Dealing with depression

Everyone feels gloomy or sad every day. That is very normal. But there are also people who feel unhappy for a longer period of time. They no longer feel like doing anything and are not interested in what is happening around them. Other symptoms include insomnia , eating more or less, fatigue, concentration problems and sometimes even death.

Depression tips

People with depression often don’t know what to do to feel good again. And friends and family often have no idea how to help someone. Therefore: some tips to tackle your depression.

  1. Give in

It is easy to think that your complaints will go away on their own, but this is often not the case. Therefore, admit to yourself that you are depressed. You are then more likely to seek help.

  1. Talk about it with others

You don’t have to be ashamed of your depression. Your friends or family can be a good support for you.

  1. Choose regularity

Regularity helps you to keep control of your life. Going to bed on time, eating at fixed times and resting at fixed times give you something to hold on to. Don’t let your depression determine your actions. You are the boss!

  1. Exercise regularly

Various studies show that exercise helps against depression. Go walking or cycling or choose a fun sport. The best thing is to do this together with family or friends.

  1. Do fun things

No matter how unattractive it may seem to be obliged to do ‘fun things’; it really helps!

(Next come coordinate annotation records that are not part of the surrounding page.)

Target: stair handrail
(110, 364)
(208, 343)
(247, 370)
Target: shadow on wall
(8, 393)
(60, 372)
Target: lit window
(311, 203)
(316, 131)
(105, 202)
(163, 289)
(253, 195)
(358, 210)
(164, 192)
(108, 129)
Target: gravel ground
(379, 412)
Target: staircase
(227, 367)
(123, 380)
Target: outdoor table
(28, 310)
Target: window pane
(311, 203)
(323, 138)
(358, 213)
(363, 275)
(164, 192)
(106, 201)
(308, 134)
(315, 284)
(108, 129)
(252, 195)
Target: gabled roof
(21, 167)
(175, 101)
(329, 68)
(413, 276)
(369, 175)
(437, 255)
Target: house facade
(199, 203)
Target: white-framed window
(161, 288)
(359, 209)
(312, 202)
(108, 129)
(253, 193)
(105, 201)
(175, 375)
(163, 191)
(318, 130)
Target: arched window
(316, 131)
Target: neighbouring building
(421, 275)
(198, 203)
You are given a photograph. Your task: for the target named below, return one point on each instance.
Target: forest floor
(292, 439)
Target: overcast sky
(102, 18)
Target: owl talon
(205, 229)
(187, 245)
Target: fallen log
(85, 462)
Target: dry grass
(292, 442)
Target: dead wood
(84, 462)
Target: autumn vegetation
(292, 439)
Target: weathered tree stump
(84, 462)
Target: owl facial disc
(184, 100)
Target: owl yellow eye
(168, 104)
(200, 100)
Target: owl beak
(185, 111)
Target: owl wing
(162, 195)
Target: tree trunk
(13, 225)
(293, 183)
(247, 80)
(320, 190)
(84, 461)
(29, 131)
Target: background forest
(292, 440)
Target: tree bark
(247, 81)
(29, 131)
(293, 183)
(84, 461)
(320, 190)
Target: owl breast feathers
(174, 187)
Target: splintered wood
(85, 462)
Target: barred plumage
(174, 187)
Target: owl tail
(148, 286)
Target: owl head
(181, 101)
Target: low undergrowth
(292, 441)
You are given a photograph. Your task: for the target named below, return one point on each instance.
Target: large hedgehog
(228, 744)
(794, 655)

  1. Say goodbye to unhealthy habits

Smoking, drinking, substance abuse or unhealthy eating is absolutely forbidden if you are depressed. These unhealthy habits can actually make depression worse.

Tips for loved ones

If someone you care about has psychological complaints, this is not only difficult for the person themselves, but also for you. This can cause tensions. Below are some tips on how to deal with this:

  1. Listen, ask and don’t judge

Give someone with depression the opportunity to tell his or her story. Ask open questions, show interest and ask the other person about their thoughts. Someone with depression is often ashamed of their depressive thoughts.

  1. Don’t exclude the other person, but involve him/her

You often see that someone with depression does not feel like going to a birthday, a party or other activities. Continue to invite that person, even if you do not receive a response to the invitation. That invitation is really appreciated.

  1. Stay interested

A simple app or text message asking: ‘How are you?’ the other is already doing good. Continue to show interest in the other person.

  1. Advice can be wrong

Well-intentioned advice may be interpreted by the other person as an accusation. The person with depression knows exactly what to do, but due to the illness he cannot do it. So don’t give advice, but ask if and how you can help.

  1. Accept it as it is

Accept that he or she cannot do much, don’t get angry about forgetfulness and don’t be too critical about things that go wrong or are left behind for too long. Depressed people have an excess of self-criticism and often the feeling of being worthless. A critical attitude from the environment is then extra painful. Praise every progress, no matter how small. Stay positive and try to remain yourself.

  1. Seek professional help

Make sure the person seeks professional help. Say that there are treatments and medications that can support him. If possible, accompany the person concerned to the GP or mental health care provider.

  1. Talk about suicide

Depressed people may have suicidal thoughts. Give space and confidence to talk about this. Do not judge these thoughts and advise professional help in a timely manner or ensure that the person contacts 113 Suicide Prevention .

  1. Take good care of yourself

Set your own limits. Also dare to say ‘no’. Don’t become a care provider and take time for yourself. Make sure you don’t become overloaded and ensure you get the necessary relaxation. Keep doing your own things. It is important that you vent to someone else every now and then. If it all becomes too much for you, seek professional help or contact fellow sufferers.

  1. Know what depression is

It is important to read up on what depression is and to give the person the feeling that the condition is okay. By studying the disease you will know how to support someone and what it is best to say or not say. Take a look at: www.depressievereniging.nl or www.mindblue.nl/depressie or www.familievan.nl . Or attend meetings or courses for family and loved ones. You often receive psychoeducation when your loved one is receiving treatment.

My child has depression. What can I do?

  • Name the things that are going well.
  • Find out what the child or young person still enjoys (some) and encourage this.
  • Listen sincerely and actively, without judgment. Also express your own thoughts and feelings.
  • Inquire about the complaints, ask specific questions, do not make too many demands. Take the complaints seriously.
  • Help set achievable goals, visualize them and encourage them to achieve them.
  • Encourage exercise.
  • Provide support and offer solutions to the problems discussed.
  • Encourage the young person to talk to their parents about it and, if necessary, to seek help.
  • Try to give a positive view of the future.
  • Make appointments and keep in touch.

Seek expert help

Sometimes more help is needed than these tips. Please contact your doctor. He/she can help you himself or refer you to one of our specialists.

Depression line; for a listening ear and advice

The helpline (088 – 505 43 34) of the Depression Association is open to everyone with depression or their loved ones. When you call, you will receive an experienced volunteer on the phone. Here you can tell your story or ask for advice. Based on their own experience, the people of the Depression Line think with you about what a good next step would be for you.